Fannie Mae and Freddie Mac are Government Sponsored Enterprises (GSE) in the home mortgage business.  They have the exact same business model, and they do the exact same thing.  That is, they buy mortgages on the secondary market, pool them, and then sell them as mortgage-backed securities to investors on the open market.  Everything else regarding government guarantees, explicit guarantees, implicit guarantees, subsidies and direct government funding is exactly the same for Freddie Mac as it is for Fannie Mae.
The main difference between Freddie Mac and Fannie Mae is that Fannie Mae primarily buys mortgages issued by banks and Freddie Mac primarily buys mortgages issued by thrifts (savings and loans).

The Associated Press (AP) reported today that Freddie Mac has requested $6 billion in additional aid after posting a wider loss in the third quarter.  Freddie Mac said that it lost $6 billion in the July-September quarter.  That compares with a loss of $4.1 billion in the same quarter of 2010.

The government rescued Freddie Mac and sibling Fannie Mae in September 2008 after massive losses on risky mortgages threatened to topple them.  Since then, a federal regulator has controlled their financial decisions.  (We can all see what good that has done!)

Taxpayers have spent about $169 billion to rescue Fannie and Freddie, which is the most expensive bailout of the 2008 financial crisis.  The government estimates it will cost at least $51 billion more to support the companies through 2014, and maybe as much as $142 billion in the most extreme case.

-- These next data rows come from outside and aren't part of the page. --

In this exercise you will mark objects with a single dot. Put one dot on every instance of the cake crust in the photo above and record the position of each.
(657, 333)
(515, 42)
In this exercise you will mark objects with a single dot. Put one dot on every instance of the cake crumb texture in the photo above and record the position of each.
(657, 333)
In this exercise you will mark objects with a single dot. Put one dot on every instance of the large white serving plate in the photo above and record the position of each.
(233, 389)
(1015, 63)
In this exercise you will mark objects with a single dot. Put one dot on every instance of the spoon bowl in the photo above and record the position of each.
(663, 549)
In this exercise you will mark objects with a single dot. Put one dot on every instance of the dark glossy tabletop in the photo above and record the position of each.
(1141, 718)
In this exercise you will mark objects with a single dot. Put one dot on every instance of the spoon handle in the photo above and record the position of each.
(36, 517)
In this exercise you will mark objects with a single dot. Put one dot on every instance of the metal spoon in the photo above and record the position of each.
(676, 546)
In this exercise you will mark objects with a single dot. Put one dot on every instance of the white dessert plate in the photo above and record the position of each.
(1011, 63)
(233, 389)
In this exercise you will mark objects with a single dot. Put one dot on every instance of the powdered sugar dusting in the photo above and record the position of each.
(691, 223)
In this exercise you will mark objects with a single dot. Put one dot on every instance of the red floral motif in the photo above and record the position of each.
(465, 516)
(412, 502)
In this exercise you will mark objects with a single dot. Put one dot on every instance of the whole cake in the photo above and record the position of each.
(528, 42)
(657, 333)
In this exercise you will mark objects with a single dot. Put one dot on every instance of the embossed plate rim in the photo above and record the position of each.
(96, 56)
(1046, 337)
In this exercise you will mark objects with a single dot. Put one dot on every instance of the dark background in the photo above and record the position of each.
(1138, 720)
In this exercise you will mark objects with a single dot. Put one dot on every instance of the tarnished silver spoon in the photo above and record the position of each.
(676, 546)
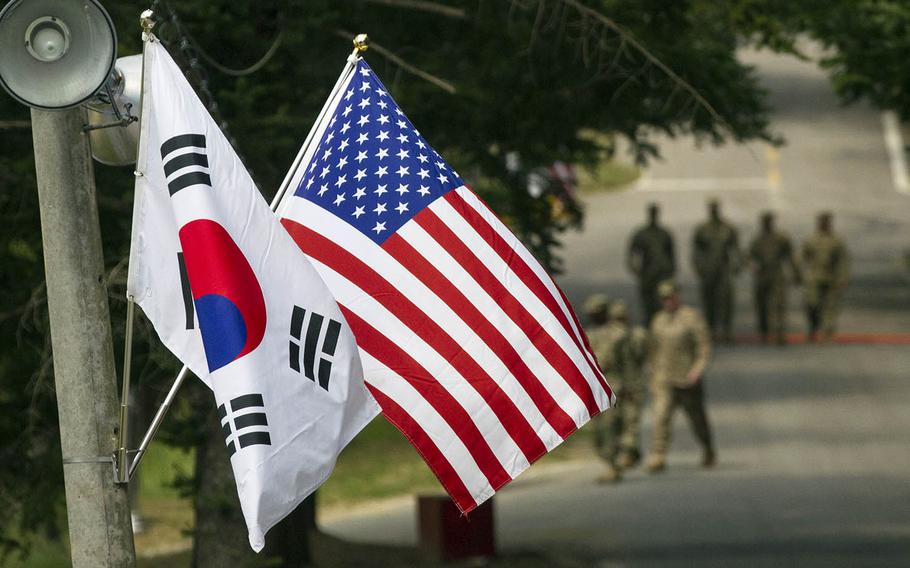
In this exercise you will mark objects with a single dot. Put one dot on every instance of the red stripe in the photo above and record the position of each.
(433, 279)
(389, 354)
(378, 345)
(521, 269)
(430, 453)
(548, 346)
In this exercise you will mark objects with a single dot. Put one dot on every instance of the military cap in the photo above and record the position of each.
(597, 303)
(666, 289)
(618, 310)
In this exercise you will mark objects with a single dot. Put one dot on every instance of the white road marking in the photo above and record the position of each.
(894, 143)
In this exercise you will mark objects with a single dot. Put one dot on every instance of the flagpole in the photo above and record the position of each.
(361, 44)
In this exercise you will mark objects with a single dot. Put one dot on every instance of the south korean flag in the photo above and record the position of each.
(229, 293)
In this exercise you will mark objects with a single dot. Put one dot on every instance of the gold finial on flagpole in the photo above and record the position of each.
(361, 43)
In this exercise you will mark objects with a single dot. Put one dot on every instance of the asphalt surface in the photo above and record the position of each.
(813, 440)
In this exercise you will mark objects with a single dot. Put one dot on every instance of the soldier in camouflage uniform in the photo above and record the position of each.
(825, 261)
(651, 257)
(770, 253)
(717, 260)
(680, 349)
(620, 351)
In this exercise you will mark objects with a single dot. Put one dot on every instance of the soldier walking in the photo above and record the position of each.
(770, 253)
(824, 258)
(680, 349)
(652, 259)
(717, 260)
(620, 351)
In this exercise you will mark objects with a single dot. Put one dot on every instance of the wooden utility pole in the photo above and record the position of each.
(86, 383)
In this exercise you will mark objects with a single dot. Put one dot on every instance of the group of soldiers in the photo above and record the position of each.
(675, 346)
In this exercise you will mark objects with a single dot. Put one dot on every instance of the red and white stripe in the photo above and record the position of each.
(469, 347)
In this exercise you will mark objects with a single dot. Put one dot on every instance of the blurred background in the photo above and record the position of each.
(569, 118)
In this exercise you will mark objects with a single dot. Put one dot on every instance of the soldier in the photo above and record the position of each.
(769, 253)
(826, 275)
(680, 349)
(717, 259)
(652, 259)
(602, 340)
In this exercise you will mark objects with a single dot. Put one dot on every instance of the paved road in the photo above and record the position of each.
(813, 440)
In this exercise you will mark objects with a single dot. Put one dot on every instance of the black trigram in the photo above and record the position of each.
(186, 168)
(314, 341)
(243, 422)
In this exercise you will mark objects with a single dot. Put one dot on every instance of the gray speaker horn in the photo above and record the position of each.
(120, 98)
(56, 54)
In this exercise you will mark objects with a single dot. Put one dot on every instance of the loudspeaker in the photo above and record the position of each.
(56, 53)
(117, 146)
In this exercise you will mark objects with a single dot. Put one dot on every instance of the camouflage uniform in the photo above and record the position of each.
(716, 256)
(769, 252)
(826, 273)
(651, 257)
(621, 351)
(680, 344)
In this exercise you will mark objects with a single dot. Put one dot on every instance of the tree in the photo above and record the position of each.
(529, 77)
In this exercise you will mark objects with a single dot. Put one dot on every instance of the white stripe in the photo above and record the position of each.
(549, 377)
(894, 143)
(436, 428)
(503, 272)
(474, 202)
(437, 310)
(501, 443)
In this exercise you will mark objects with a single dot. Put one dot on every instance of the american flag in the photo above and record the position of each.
(469, 347)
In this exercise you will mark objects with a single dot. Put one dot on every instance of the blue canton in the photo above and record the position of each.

Fannie and Freddie own or guarantee about 50% of all U.S. mortgages, or nearly 31 million home loans worth more than $5 trillion.  Along with other federal agencies, they backed nearly 90 percent of new mortgages over the past year.

As mentioned previously, Fannie and Freddie buy home loans from banks and other lenders, package them into bonds with a guarantee against default, and then sell them to investors around the world.  When property values drop, homeowners default, because they are unable to afford the payments or because they owe more than the property is worth.  Because of the guarantees, Fannie and Freddie must pay for the losses.  (That would of course be you, acting as the American taxpayer.)

Fannie and Freddie are required to pay 10% dividends on the government money they receive.  Freddie paid $1.6 billion in dividends to the U.S. Treasury Department in the July-September quarter.